Der Vorsitzende der Deutschen Bischofskonferenz, Limburgs Bischof Georg Bätzing, erklärte, an der Statistik gebe es nichts schönzureden. Auch beim Empfang der Sakramente wie Taufe, Kommunion und Hochzeiten gebe es einen Rückgang. „Der Prozess der Erosion persönlicher Kirchenbindung zeigt sich dort besonders deutlich“, hieß es.
Auch in der evangelischen Kirche gab es mehr Austritte. 270 000 Menschen traten nach Angaben der Evangelischen Kirche in Deutschland (EKD) aus und damit 22 Prozent mehr als im Jahr davor. Es gibt nun in Deutschland 22,6 Millionen Katholiken und 20,7 Millionen Protestanten.
Auch im Süden, in Baden-Württemberg und Bayern, ist die Entwicklung dramatisch.
(epd) - Die Austrittszahlen in evangelischer und katholischer Kirche haben in Baden-Württemberg einen historischen Höchststand erreicht. Bistümer und Landeskirchen verloren 2019 rund 119 000 Mitglieder, das ist ein Rückgang um fast 1,8 Prozent, wie die Kirchen am Freitag mitteilten. Zwei Drittel des Verlusts (82 000) gehen auf das Konto von Austritten, die deutlich zunahmen.
Die Evangelische Landeskirche in Württemberg bleibt mit knapp 1,96 Millionen Mitgliedern die größte Kirche im Südwesten. Die Austritte sind dort im Vergleich zum Vorjahr um 25 Prozent auf 24 109 gestiegen. Eine überraschende Beobachtung hat die württembergische Kirche bei den über 60-Jährigen gemacht: In dieser Gruppe ist die Zahl der Austritte um 50 Prozent gewachsen. Die Kirche will im Herbst die Motive Ausgetretener untersuchen.

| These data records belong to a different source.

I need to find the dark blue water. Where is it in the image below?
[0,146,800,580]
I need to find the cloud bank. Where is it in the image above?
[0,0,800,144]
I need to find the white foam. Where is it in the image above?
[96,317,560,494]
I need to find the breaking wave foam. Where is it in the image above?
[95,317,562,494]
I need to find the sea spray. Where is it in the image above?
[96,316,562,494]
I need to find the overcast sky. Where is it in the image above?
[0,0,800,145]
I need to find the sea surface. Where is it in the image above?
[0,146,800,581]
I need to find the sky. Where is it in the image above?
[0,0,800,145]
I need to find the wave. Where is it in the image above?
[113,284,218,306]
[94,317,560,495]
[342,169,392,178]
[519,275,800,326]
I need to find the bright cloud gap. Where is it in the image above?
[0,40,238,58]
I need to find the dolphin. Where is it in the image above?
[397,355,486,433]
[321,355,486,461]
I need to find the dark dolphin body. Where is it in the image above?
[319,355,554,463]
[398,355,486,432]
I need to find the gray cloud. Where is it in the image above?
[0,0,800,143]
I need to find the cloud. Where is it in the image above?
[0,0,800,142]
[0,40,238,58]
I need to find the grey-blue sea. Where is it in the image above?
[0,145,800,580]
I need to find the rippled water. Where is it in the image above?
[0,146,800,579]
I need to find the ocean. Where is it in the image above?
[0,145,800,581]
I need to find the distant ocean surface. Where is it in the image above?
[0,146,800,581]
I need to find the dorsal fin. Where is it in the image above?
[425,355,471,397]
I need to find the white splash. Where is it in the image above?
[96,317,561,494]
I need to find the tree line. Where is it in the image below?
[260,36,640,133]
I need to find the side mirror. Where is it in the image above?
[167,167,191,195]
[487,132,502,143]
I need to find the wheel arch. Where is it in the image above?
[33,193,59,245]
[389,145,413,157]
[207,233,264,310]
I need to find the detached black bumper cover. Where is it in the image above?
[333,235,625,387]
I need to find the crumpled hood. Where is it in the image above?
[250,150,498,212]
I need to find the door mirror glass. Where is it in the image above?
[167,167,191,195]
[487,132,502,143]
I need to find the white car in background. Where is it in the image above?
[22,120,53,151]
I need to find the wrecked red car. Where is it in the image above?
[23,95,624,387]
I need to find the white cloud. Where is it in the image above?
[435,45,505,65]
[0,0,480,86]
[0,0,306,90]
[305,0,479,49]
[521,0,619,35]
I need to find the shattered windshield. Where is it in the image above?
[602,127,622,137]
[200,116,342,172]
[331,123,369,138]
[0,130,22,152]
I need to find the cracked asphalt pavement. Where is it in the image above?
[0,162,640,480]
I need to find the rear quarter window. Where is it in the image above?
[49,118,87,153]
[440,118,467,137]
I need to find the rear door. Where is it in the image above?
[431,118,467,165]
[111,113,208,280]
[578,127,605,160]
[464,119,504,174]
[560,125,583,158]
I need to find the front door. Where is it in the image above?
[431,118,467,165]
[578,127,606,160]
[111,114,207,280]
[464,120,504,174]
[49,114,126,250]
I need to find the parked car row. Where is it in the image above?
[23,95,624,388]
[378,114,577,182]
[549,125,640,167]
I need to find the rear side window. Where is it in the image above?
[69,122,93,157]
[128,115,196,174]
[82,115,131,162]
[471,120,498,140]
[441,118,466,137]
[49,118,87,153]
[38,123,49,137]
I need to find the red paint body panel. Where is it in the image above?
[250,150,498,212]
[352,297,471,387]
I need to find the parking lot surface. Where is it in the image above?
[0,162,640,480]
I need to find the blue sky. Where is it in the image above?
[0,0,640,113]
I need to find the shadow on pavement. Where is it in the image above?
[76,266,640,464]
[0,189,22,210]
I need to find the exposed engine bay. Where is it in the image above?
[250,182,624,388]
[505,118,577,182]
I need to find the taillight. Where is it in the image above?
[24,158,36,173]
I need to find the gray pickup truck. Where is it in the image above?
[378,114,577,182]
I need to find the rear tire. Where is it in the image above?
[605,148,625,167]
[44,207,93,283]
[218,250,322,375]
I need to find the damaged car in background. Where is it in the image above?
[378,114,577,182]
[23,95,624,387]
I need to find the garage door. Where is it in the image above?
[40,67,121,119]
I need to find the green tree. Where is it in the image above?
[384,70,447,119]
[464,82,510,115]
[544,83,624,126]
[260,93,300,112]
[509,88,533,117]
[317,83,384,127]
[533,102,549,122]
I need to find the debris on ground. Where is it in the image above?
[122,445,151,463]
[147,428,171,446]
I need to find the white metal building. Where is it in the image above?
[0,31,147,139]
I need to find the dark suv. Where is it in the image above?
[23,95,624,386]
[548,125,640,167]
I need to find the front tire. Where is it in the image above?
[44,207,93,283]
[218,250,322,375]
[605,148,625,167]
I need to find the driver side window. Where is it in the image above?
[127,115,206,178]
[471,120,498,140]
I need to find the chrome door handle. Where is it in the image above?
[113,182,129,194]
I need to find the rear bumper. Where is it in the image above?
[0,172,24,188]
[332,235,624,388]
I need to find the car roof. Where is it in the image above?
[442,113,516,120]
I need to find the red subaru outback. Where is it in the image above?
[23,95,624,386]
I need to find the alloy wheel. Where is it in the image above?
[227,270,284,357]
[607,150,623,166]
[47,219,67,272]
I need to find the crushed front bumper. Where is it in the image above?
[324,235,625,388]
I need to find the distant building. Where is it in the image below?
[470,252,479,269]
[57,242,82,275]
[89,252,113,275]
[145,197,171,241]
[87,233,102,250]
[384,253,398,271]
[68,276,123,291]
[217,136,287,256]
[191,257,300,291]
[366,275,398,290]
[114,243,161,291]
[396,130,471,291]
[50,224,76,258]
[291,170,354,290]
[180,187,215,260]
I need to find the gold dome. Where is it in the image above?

Das Erzbistum Freiburg schrumpfte um rund 34 000 Mitglieder auf 1,79 Millionen. Hier stieg die Zahl der Austritte um mehr als 23 Prozent auf knapp 22 300. Außerdem verzeichnete die Erzdiözese einen Rückgang bei den Taufen von 13 157 (2018) auf 12 179 Menschen (minus 7,4 Prozent).
Der Mitgliederbestand in der Diözese Rottenburg ging von 1,82 auf 1,79 Millionen zurück. Auch hier wuchsen die Austritte um 25 Prozent an und erreichten mit 21 861 einen Höchststand. Die Eintritte von 515 (Vorjahr: 665) konnten das nicht wettmachen.
Glimpflicher kam die Evangelische Landeskirche in Baden davon: Bei ihr stiegen die Austritte nur um 13 Prozent auf 13 735. Sie hatte Ende 2019 noch rund 1,12 Millionen Mitglieder, (minus 1,8 Prozent). Bei den Eintritten legte die badische Kirche um vier Prozent zu, ihre Zahl stieg auf 1325.
Die Kirchen zeigten sich betrübt. Matthäus Karrer, Weihbischof der Diözese Rottenburg-Stuttgart, nannte die neuen Zahlen „alarmierend und besorgniserregend“. Ausgetretene berichteten davon, dass sie keine Geduld mehr hätten und der Kirche jede Reformkraft absprächen. „Zentrale Punkte sind dabei: Macht- und Hierarchiewahrnehmung, gleichberechtigter Zugang von Frauen zu allen Weiheämtern und die Sexualmoral“, sagte Karrer. In der Diözese RottenburgStuttgart gebe es aber inzwischen mehrere Projekte, um den hohen Austrittszahlen entgegenzuwirken.
Der badische evangelische Oberkirchenrat Martin Wollinsky wies auf Folgen der sinkender Mitgliedszahlen sowie der Corona-Krise für den Kirchenhaushalt hin. „Für die kommenden Jahre steht die Landeskirche vor der Herausforderung, mit dem sinkenden finanziellen Spielraum aufgrund der Mitgliederentwicklung und den hohen Renteneintrittszahlen bei Pfarrerinnen und Pfarrern gut umzugehen“, sagte der landeskirchliche Finanzreferent.
Betroffenheit auch beim Freiburger Erzbischof Stephan Burger: Er sagte, es sei aber kein Naturgesetz, dass die Zahl der Gläubigen sinke. „Es ist bleibender Auftrag der Kirche, den Menschen bewusst zu machen, wie wertvoll unsere kirchliche Gemeinschaft für sie persönlich sein kann.“
Die bundesweite Statistik zeigt einen ähnlichen Trend wie der Südwesten: Rund 20,7 Millionen Menschen waren zum Stichtag 31. Dezember 2019 Mitglied in einer der 20 Landeskirchen der EKD. Das waren rund zwei Prozent weniger als im Vorjahr (21,1 Millionen) und entspricht einem Bevölkerungsanteil von noch knapp 25 Prozent. Der katholischen Kirche gehörten 2019 22,6 Millionen Menschen in Deutschland an (2018: 23,0). Damit sind noch 52,1 Prozent der Deutschen Mitglied einer dieser beiden christlichen Konfessionen.